Le tissage de la fibre de coco est indissociable du Kerala. C’est là que se trouvent les matières premières, les traditions, les gestes transmis depuis des générations, et les communautés qui en vivent. Vouloir reproduire ce savoir-faire ailleurs, ce serait appauvrir ceux qui le détiennent – et trahir l’essence même de ce qui fait la valeur d’une ombrière coco. Chaque toile tendue au-dessus d’une terrasse française porte en elle l’histoire de ces communautés, de ce territoire, de cette fibre dorée.
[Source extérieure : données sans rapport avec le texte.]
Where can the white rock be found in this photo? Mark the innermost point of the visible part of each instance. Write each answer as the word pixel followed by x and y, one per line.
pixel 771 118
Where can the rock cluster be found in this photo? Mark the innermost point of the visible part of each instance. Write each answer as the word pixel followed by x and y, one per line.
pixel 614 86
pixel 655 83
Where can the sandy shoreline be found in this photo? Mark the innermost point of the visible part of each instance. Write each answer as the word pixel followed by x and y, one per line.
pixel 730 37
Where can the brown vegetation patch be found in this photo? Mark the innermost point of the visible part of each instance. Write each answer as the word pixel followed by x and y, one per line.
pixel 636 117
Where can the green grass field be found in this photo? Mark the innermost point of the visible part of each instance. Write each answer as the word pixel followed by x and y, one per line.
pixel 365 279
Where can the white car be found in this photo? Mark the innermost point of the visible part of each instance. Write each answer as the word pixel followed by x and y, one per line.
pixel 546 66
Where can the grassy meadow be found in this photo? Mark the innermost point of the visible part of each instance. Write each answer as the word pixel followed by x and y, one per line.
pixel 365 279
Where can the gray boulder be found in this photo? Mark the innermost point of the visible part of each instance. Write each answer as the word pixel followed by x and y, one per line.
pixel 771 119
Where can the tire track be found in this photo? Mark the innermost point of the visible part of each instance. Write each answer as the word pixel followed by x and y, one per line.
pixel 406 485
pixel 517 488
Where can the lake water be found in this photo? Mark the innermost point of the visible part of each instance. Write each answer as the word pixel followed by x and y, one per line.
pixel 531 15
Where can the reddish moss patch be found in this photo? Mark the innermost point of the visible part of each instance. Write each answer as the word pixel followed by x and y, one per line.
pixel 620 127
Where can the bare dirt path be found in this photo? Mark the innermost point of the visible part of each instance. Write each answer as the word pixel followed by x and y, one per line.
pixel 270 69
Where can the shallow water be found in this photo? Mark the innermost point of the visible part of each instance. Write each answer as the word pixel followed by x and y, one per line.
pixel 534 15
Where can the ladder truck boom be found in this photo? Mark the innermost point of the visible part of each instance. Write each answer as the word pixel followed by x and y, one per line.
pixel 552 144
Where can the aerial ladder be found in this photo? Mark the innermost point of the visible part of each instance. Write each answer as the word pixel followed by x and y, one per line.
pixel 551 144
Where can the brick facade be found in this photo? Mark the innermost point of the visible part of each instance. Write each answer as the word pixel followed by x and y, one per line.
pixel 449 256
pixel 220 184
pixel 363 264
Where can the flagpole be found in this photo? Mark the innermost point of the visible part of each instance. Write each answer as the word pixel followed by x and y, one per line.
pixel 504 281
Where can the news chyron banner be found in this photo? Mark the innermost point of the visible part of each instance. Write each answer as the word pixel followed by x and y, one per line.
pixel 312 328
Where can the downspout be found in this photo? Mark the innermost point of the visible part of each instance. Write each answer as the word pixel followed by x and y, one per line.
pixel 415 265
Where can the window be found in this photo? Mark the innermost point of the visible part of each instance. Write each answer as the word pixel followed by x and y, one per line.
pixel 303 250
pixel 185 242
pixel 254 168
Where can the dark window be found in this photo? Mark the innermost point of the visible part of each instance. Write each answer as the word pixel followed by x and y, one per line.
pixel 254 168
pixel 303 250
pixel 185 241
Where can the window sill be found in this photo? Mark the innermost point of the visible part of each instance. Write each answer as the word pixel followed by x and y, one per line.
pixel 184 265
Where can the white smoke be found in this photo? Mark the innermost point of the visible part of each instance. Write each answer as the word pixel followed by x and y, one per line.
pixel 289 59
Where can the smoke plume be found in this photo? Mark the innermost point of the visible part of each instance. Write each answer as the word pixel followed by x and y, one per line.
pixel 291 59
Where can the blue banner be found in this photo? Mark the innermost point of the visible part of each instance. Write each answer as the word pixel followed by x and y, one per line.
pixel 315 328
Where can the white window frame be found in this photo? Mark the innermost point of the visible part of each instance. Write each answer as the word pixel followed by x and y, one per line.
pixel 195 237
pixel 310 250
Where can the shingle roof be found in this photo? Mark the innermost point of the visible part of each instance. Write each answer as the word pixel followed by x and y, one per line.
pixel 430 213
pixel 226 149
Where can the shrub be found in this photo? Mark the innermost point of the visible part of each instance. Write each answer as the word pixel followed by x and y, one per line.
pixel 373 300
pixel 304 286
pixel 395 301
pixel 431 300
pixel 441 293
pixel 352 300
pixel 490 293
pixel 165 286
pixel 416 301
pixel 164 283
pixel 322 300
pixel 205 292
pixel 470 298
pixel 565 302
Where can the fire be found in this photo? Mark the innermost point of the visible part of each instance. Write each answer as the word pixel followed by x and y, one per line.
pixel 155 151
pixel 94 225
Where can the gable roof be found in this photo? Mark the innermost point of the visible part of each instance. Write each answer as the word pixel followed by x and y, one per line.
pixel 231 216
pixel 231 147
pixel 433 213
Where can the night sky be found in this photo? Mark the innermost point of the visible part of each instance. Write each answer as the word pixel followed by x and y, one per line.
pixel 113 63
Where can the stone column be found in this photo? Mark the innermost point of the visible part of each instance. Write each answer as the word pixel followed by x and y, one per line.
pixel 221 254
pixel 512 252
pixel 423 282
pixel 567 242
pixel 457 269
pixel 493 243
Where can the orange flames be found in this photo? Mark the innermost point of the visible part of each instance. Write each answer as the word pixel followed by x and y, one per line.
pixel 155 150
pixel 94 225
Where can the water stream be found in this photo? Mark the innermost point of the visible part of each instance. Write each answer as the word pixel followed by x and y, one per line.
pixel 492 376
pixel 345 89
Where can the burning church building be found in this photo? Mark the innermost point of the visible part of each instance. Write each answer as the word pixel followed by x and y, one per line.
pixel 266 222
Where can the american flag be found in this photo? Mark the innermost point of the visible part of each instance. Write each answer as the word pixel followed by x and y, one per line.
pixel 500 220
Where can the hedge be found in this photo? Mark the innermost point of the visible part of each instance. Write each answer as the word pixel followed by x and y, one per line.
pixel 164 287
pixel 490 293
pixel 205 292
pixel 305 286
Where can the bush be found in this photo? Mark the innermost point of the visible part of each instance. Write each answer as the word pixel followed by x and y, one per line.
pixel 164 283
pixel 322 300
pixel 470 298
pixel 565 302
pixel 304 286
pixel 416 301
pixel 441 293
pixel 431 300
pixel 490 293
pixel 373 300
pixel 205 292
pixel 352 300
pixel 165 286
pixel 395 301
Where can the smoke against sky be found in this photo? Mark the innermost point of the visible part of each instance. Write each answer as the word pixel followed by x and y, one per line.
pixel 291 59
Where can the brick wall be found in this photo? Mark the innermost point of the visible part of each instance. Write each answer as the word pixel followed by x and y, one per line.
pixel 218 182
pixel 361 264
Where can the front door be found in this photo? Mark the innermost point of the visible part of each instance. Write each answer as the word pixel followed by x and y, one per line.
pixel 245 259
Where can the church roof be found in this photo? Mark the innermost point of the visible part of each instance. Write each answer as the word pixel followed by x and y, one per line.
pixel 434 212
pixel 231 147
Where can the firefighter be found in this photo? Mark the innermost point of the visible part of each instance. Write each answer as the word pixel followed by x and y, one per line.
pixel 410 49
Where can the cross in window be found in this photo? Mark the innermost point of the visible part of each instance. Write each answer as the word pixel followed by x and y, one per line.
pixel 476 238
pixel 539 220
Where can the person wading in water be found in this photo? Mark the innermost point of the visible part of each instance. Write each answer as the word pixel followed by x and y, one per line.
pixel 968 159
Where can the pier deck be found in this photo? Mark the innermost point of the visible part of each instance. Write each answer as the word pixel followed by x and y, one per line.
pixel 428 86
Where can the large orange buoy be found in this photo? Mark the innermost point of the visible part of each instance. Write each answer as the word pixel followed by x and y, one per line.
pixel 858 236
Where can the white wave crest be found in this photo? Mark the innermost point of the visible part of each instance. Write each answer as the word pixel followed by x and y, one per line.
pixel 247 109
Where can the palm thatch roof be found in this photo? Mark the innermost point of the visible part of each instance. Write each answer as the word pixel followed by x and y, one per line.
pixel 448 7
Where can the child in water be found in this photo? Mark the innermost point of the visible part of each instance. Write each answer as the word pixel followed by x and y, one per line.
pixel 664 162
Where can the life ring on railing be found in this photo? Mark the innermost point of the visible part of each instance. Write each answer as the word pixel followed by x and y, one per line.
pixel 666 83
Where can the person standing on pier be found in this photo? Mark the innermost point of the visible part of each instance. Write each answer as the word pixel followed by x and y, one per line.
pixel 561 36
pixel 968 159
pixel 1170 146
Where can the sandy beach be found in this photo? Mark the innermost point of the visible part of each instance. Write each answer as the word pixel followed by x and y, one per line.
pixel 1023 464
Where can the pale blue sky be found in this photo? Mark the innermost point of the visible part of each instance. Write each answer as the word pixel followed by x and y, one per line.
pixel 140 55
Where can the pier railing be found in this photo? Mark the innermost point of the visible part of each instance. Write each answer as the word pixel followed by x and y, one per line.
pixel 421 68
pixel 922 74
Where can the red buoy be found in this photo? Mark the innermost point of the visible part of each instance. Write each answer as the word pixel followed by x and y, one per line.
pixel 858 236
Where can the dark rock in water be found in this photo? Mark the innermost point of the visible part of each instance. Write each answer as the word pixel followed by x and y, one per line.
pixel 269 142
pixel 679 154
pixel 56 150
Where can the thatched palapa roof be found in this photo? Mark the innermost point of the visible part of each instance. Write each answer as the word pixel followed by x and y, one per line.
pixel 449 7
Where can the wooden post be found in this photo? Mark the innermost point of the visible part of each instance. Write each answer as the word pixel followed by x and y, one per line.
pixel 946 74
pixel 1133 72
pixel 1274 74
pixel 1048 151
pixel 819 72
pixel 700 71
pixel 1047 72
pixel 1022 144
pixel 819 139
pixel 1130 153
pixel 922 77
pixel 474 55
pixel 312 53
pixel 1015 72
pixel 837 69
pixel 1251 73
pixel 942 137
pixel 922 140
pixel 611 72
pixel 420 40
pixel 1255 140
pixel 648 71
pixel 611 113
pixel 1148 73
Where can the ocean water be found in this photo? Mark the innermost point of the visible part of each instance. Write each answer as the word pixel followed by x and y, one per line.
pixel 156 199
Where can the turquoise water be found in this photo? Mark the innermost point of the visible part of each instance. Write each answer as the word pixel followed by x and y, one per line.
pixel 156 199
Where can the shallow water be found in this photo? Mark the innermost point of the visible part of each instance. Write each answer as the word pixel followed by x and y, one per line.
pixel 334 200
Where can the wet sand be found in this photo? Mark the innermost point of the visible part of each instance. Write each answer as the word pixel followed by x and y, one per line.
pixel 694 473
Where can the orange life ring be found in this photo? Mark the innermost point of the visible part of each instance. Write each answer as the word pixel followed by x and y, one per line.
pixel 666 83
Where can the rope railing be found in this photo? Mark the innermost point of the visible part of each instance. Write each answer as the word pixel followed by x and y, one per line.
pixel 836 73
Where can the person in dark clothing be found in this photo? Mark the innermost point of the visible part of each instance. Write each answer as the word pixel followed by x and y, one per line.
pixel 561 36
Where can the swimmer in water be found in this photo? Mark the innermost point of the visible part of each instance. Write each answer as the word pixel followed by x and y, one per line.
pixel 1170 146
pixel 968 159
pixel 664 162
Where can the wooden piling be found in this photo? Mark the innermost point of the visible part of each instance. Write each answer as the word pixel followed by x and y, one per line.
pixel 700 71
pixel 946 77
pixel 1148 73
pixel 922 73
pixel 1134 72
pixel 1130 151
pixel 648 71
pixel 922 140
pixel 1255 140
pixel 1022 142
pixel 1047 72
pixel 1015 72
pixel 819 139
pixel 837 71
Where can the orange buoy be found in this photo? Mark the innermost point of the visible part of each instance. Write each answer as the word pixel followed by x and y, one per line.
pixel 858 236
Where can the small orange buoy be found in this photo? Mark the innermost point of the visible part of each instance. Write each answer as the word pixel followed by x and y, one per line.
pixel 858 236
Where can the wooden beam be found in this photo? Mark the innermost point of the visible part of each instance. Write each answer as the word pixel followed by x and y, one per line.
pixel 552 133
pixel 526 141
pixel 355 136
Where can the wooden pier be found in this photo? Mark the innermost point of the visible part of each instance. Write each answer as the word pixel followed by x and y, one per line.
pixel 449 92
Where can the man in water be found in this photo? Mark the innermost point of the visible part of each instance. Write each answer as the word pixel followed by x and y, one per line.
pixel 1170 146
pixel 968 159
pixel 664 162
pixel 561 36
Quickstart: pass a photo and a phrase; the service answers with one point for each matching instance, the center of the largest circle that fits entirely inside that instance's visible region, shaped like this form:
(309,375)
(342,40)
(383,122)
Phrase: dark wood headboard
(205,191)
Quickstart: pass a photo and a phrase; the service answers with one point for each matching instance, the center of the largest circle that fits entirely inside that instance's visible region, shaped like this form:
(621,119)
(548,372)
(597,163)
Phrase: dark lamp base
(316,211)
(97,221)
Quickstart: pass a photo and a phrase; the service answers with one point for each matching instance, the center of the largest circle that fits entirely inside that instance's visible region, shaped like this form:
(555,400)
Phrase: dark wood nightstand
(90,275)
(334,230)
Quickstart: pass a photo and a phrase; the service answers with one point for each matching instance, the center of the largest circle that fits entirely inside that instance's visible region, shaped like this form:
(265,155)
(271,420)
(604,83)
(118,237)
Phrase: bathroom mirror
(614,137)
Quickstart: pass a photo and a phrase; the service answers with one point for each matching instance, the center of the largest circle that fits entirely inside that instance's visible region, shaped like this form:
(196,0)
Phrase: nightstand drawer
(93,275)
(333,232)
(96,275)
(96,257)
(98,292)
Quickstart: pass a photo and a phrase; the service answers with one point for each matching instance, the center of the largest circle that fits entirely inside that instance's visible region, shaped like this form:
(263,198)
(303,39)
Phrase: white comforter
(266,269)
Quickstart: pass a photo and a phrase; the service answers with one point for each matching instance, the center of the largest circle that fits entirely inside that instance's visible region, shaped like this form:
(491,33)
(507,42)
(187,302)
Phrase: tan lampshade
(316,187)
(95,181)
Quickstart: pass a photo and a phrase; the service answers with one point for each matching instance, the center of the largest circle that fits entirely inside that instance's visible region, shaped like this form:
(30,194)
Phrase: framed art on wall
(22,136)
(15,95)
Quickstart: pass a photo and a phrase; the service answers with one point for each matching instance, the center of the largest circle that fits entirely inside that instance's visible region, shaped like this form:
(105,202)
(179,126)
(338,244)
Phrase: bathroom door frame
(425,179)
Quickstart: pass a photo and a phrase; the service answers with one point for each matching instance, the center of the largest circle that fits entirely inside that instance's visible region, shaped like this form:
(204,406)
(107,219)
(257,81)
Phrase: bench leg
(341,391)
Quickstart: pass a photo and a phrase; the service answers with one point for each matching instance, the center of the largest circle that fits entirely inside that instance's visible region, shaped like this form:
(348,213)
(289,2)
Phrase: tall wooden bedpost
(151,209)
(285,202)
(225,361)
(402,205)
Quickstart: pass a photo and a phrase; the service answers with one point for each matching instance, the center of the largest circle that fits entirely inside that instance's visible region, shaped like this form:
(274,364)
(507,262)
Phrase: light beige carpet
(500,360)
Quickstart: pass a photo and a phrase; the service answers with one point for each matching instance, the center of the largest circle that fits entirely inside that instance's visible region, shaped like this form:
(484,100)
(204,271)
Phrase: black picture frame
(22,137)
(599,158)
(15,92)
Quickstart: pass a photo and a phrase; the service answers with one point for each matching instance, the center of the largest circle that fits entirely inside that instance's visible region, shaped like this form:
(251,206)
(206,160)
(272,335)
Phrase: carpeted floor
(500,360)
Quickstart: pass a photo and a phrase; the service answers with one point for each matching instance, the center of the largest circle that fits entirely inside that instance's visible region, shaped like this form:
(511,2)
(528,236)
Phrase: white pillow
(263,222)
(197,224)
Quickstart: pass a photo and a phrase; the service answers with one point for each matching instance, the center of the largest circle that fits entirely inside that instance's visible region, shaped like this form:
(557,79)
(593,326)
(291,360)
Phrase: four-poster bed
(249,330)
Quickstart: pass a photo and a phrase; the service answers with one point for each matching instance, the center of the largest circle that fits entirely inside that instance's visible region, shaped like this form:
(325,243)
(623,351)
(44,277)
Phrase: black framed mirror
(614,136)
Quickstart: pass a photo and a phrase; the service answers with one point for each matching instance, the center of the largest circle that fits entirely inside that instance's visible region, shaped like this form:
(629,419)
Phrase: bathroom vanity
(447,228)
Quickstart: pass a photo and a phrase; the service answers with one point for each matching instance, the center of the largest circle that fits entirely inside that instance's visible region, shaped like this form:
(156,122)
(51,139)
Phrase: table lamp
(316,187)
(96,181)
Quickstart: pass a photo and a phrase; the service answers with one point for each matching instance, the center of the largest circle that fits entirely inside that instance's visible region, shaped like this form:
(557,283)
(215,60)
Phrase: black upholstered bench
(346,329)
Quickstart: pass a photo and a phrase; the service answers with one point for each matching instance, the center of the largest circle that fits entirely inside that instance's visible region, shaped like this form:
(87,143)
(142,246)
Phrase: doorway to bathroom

Et c’est précisément ce qui la rend irremplaçable.

Un partenariat qui va dans les deux sens

Aujourd'hui, les Ombrières de Provence travaillent toujours avec les mêmes partenaires. Pas par habitude - par choix.
Leur collaboration est ancrée dans des relations humaines solides, dans une compréhension réciproque des réalités de chaque côté, et dans la conviction que la qualité d’un produit commence par la qualité des liens qui le produisent.
L’ombrière, qu’elle soit toile ou voile coco, c’est ça aussi : une fibre tendue entre deux mondes, prête à tisser l’avenir.

Les Ombrières de Provence – artisanes de l’ombrage naturel, depuis la Provence jusqu’au Kerala.